Channels ▼
RSS

.NET

Prevent Cross-Site Scripting in ASP.NET Web Apps


Cross-Site Scripting (XSS) is the most pervasive vulnerability present in Web applications today. That being said, it is possible to build Web apps that are impervious to XSS by arming yourself with an understanding of the threat and a basic toolbox of encoding functions.

XSS Review

The attack occurs in a variety of scenarios where data is taken in by your website and then replayed to the user as an executable script. For example, imagine navigating to the following URL:

http://www.contoso.com/shopping?name=<script>eval(name)</script>

If the website were to replay the query string parameter into its HTML markup verbatim, malicious script would execute on the page. Given the same-origin policy security model of the browser, this script could perform actions or access data on behalf of the user behind the keyboard.

There are numerous other ways that an XSS vulnerability might arise. For example, imagine your Web application presents a page with a list of users. If one of the users managed to set their visible name to a SCRIPT element, we then have XSS, though this scenario does not involve query string parameters per se.

Alternatively, consider a situation where an onerror attribute results in malicious script execution (as opposed to a SCRIPT element). How many mechanisms like this exist within HTML/JavaScript that enable script execution? It turns out that there are a lot. Fortunately you don't need to be an XSS expert to prevent XSS vulnerabilities from being introduced in application logic.

Best Practice

Generally speaking, the strategy to pursue in building application code is to encode potentially untrusted content appropriately for the context in which it's being output on the page.

It's worthwhile to define these terms.
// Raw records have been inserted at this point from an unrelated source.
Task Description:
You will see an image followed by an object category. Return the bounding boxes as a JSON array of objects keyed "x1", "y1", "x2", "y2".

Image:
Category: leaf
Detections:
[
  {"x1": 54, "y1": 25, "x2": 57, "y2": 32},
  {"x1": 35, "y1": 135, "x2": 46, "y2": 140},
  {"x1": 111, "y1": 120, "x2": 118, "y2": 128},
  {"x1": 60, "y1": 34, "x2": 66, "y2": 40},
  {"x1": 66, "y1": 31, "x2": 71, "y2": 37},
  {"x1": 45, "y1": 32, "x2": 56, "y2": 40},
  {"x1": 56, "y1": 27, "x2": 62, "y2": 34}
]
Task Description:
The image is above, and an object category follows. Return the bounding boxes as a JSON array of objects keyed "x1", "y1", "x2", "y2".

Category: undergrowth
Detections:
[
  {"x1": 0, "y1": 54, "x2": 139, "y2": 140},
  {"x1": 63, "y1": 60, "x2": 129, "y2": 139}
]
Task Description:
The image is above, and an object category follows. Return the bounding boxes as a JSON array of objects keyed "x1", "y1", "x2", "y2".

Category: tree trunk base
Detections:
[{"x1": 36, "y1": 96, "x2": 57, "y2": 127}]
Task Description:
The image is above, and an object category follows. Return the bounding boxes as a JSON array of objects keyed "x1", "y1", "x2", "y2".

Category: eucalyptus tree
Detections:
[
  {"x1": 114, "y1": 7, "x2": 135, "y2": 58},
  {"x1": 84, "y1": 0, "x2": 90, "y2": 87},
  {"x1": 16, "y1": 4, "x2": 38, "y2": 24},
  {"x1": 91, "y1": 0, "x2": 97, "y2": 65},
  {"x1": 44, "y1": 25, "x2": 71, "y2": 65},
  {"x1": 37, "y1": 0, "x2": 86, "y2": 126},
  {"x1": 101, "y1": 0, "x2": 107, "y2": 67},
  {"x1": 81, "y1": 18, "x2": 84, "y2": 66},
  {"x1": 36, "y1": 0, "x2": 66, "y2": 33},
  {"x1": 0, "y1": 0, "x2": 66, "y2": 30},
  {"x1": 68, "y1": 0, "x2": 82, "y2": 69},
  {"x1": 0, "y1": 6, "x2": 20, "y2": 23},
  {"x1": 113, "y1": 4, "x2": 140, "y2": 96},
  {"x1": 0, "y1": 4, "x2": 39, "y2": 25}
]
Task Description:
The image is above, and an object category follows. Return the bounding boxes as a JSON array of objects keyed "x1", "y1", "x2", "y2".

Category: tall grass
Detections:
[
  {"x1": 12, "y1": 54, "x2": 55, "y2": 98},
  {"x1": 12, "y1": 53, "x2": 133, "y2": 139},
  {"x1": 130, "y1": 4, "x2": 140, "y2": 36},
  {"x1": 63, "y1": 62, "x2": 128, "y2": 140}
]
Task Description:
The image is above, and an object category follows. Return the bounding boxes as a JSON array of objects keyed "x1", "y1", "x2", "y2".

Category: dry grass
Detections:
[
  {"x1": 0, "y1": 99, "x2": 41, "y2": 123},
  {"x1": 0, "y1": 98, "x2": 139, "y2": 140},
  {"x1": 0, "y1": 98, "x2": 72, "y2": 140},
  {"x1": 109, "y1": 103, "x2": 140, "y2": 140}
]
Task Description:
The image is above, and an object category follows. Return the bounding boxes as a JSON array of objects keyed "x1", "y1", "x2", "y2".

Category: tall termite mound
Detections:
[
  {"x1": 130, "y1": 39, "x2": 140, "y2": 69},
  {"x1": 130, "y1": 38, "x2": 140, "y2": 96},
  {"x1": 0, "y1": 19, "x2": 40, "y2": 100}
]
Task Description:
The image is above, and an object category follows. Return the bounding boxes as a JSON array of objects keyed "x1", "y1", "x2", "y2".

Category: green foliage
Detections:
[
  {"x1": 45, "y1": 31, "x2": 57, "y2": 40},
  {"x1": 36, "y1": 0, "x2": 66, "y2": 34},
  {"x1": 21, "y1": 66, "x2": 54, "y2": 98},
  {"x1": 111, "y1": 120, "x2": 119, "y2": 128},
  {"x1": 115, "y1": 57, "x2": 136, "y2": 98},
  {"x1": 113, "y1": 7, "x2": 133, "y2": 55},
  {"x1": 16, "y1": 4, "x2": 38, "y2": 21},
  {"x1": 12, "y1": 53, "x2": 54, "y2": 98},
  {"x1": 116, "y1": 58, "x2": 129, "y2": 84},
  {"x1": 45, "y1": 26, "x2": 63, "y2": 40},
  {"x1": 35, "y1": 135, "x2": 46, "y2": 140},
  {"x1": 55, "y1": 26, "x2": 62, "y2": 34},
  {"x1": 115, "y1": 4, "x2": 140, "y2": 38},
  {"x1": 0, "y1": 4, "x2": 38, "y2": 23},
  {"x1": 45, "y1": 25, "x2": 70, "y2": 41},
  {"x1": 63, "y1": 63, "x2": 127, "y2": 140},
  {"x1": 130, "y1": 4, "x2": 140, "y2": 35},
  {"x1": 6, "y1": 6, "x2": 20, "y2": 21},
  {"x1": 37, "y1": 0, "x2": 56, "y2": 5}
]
Potentially untrusted content could be input from the user to the website, or even information stored in a database. If your Web application takes input from the URL, that data is potentially untrusted content because the data could have been supplied by an attacker. Information from cookies is not generally directly suspect because of restrictions enforced by the same origin policy; however, if the data originally came from the URL or an HTTP POST, you should consider it suspect. Perhaps the easiest way to define potentially untrusted content would be to say that it's any content that the application did not itself define statically in its own business logic.

The context on the page into which the output is placed is also very important to consider as it dictates how you must encode output. Consider the following example in ASP.NET:

<a href=
"http://contoso.com/app.aspx?var=<%:Server.UrlEncode(UntrustedVar)%> ">
<%: UntrustedTitle %>
</a>

Notice that the UrlEncode function is used to encode query string data. It's an IIS 6.0 function that converts spaces to + signs and non-alphanumeric characters to their hex equivalents. The default HtmlEncode-based encoding is used in the context of HTML. To understand why different encoding mechanisms are necessary, consider what malicious input might look like if encoding were not in place. In the HREF case, the output might close off the attribute and append a new attribute that would run script, for example:

  " onload=[Malicious script]

Whereas in the second case, an effective attack would be:

  <script>[Malicious script]</script>

So the various encoding mechanisms must encode different sets of characters to offer effective protection. (In addition, URLs are percent-encoded so that they may be properly parsed by browsers and Web servers, whereas HTML markup is encoded into HTML entities. Using the wrong encoding would create URLs or markup that can't be properly parsed.)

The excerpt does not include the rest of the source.